Reform of the rent pressure zone rules was always going to be one of the trickiest issues facing the Cabinet. It is difficult to get the balance right between protecting tenants and encouraging development. And the topic is politically toxic, allowing the Opposition to make charges of incompetence and favouring international capital over hard-pressed renters.
The backdrop is clear, even if the solutions are not. There is a supply crisis in the rental market. Doing nothing is not an option. The shortfall cannot be dealt with through State investment alone – private capital is also needed. Yet just scrapping rent pressure zones and allowing market rents across the board is not an option, as this would place an unacceptable burden on many renters.

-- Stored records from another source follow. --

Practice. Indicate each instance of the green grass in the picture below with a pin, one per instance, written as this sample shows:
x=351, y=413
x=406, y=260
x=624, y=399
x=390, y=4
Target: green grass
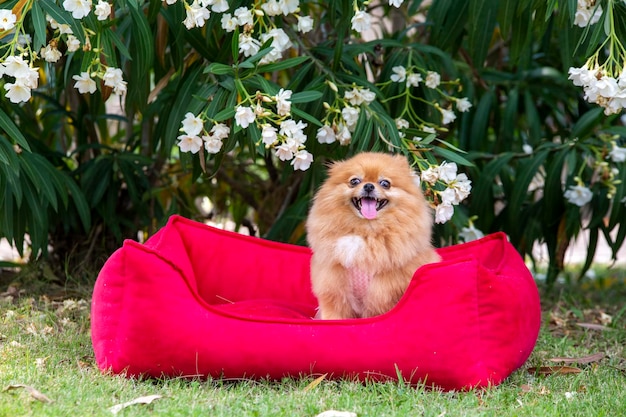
x=45, y=344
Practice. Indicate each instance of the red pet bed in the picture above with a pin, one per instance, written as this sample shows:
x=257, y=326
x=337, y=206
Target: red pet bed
x=197, y=301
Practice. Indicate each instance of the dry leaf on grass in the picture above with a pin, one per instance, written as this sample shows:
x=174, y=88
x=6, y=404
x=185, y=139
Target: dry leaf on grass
x=596, y=357
x=141, y=400
x=37, y=395
x=554, y=370
x=335, y=413
x=315, y=383
x=593, y=326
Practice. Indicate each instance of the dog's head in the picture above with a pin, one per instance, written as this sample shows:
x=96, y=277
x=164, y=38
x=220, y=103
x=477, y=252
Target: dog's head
x=371, y=184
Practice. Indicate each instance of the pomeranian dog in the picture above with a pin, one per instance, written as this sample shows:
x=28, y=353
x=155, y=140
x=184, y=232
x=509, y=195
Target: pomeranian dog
x=369, y=229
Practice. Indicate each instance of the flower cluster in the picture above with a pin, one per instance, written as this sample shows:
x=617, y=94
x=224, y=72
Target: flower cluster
x=604, y=172
x=195, y=136
x=413, y=76
x=27, y=75
x=245, y=20
x=603, y=81
x=601, y=87
x=588, y=12
x=457, y=187
x=362, y=20
x=343, y=115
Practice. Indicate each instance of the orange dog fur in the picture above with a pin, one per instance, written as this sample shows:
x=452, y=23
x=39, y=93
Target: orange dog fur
x=369, y=229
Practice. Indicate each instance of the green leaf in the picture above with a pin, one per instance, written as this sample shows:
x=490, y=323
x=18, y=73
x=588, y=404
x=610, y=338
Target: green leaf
x=62, y=16
x=306, y=96
x=39, y=25
x=80, y=203
x=13, y=131
x=482, y=21
x=452, y=156
x=220, y=69
x=306, y=116
x=282, y=65
x=586, y=123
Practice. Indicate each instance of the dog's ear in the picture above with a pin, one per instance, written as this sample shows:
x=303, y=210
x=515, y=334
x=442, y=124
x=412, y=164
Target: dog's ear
x=415, y=176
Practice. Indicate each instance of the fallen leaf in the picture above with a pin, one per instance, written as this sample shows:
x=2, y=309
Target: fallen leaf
x=554, y=370
x=141, y=400
x=596, y=357
x=335, y=413
x=593, y=326
x=37, y=395
x=315, y=383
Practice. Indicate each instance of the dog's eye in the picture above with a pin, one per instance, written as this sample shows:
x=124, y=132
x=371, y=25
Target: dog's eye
x=385, y=184
x=354, y=182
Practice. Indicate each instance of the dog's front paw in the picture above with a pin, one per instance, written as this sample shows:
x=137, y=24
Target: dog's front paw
x=348, y=248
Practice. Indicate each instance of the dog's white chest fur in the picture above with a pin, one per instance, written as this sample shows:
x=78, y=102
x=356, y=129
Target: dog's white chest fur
x=348, y=249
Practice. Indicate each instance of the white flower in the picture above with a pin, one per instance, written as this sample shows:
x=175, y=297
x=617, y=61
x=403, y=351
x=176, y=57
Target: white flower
x=587, y=14
x=272, y=8
x=189, y=143
x=413, y=80
x=219, y=6
x=447, y=116
x=351, y=117
x=212, y=144
x=302, y=160
x=283, y=105
x=244, y=116
x=527, y=149
x=402, y=123
x=78, y=8
x=447, y=171
x=244, y=16
x=229, y=23
x=294, y=131
x=84, y=83
x=51, y=53
x=431, y=175
x=578, y=194
x=289, y=6
x=305, y=24
x=325, y=134
x=220, y=131
x=580, y=76
x=361, y=21
x=470, y=233
x=196, y=15
x=617, y=154
x=17, y=92
x=463, y=104
x=462, y=187
x=73, y=44
x=443, y=213
x=284, y=152
x=192, y=125
x=448, y=196
x=343, y=134
x=248, y=46
x=399, y=74
x=281, y=41
x=433, y=79
x=269, y=135
x=7, y=20
x=113, y=77
x=102, y=10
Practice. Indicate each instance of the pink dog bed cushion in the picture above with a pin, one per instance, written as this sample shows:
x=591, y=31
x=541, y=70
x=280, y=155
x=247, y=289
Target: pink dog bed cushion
x=197, y=301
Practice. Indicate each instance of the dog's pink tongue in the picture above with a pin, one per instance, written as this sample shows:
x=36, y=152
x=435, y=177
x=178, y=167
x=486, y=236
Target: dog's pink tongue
x=368, y=208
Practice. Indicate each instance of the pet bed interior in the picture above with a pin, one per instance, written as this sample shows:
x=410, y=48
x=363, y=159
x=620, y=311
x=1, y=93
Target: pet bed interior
x=196, y=301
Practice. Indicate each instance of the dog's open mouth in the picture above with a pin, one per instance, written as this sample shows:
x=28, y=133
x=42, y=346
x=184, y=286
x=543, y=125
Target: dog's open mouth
x=368, y=207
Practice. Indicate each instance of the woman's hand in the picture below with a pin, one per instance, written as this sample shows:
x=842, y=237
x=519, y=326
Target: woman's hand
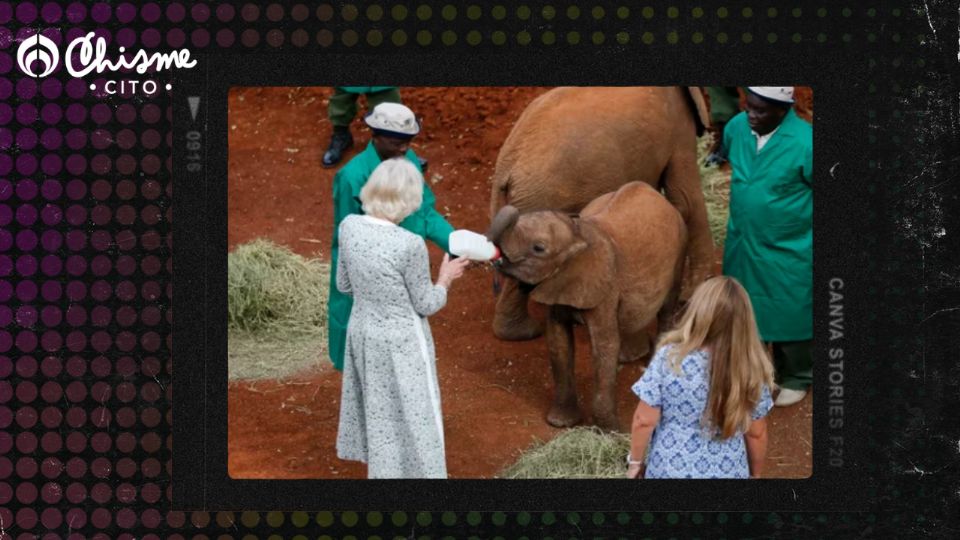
x=451, y=270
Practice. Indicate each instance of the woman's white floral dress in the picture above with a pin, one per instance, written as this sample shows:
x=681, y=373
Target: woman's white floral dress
x=680, y=447
x=390, y=402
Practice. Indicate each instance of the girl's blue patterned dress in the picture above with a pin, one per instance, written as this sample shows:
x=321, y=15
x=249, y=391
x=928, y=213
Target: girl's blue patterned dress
x=681, y=447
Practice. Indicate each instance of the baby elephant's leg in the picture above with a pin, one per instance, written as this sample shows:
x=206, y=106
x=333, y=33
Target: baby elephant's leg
x=565, y=412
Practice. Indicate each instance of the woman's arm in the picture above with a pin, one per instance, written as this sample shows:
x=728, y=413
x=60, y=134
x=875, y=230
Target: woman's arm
x=343, y=278
x=645, y=420
x=756, y=439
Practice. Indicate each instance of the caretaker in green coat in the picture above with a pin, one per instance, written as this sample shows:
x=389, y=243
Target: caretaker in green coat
x=341, y=111
x=769, y=246
x=393, y=126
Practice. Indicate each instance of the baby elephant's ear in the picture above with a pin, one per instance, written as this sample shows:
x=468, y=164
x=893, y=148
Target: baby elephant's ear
x=584, y=280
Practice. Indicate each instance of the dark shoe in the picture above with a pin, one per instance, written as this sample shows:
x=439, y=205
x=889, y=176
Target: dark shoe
x=339, y=142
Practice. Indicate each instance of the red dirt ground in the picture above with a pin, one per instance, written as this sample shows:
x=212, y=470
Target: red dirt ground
x=495, y=394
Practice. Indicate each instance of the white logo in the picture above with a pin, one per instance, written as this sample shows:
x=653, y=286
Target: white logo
x=38, y=48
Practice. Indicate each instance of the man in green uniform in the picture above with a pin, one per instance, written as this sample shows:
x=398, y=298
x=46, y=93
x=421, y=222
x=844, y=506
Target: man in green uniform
x=341, y=111
x=769, y=246
x=393, y=125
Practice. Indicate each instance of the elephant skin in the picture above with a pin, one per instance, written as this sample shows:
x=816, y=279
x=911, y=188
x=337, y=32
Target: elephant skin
x=615, y=268
x=572, y=145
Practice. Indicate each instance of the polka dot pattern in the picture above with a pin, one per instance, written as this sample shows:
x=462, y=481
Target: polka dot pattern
x=85, y=248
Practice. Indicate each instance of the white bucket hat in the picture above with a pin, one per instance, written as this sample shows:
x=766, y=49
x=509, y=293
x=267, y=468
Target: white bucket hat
x=393, y=119
x=783, y=94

The Government has tried to square this circle by allowing market rents to apply for new developments – and to increase with inflation – while leaving current rental price protections for existing renters. Built around this are some new protections for tenants, including the extension of rent pressure zones to the entire State.
Not surprisingly, the reaction is mixed, with warnings of new pressure on some renters and investors warning that the changes are not enough. The Government, too, knows pain lies ahead . Average rents are likely to increase, at least in the short term, and new supply will be unaffordable to many. Fixing a broken market is not easy.
The hope is that an increased level of development and new supply will eventually lead to more properties and falling rental costs. But in the short term a key question for investors will be whether there are enough people able to pay rents which are sufficiently high to give them the return they are looking for. The extent to which the loosening of the rules will bring forward new investment thus remains to be seen.
In this mix, a significant issue is that current renters will remain in a better position than future ones, unless in time higher supply brings down new rental costs. To have enough properties affordable for lower and middle earners, this means that the Government needs to increase the supply of cost rental properties – as well as social and affordable housing – to provide options for those who cannot pay market rents.
If the plan is to to lead to any kind of sustainable rental market, this type of State-led investment is essential. And other reforms are also needed to speed both private and public development.
Here we are in familiar territory. The chronic shortages of infrastructure must be tackled. The planning system needs to operate much more efficiently. And further efforts are needed to bring down the costs of development.
These fundamental factors are much more important than considering yet more financial incentives for developers. If the Government is to move the dial, a relentless push is needed.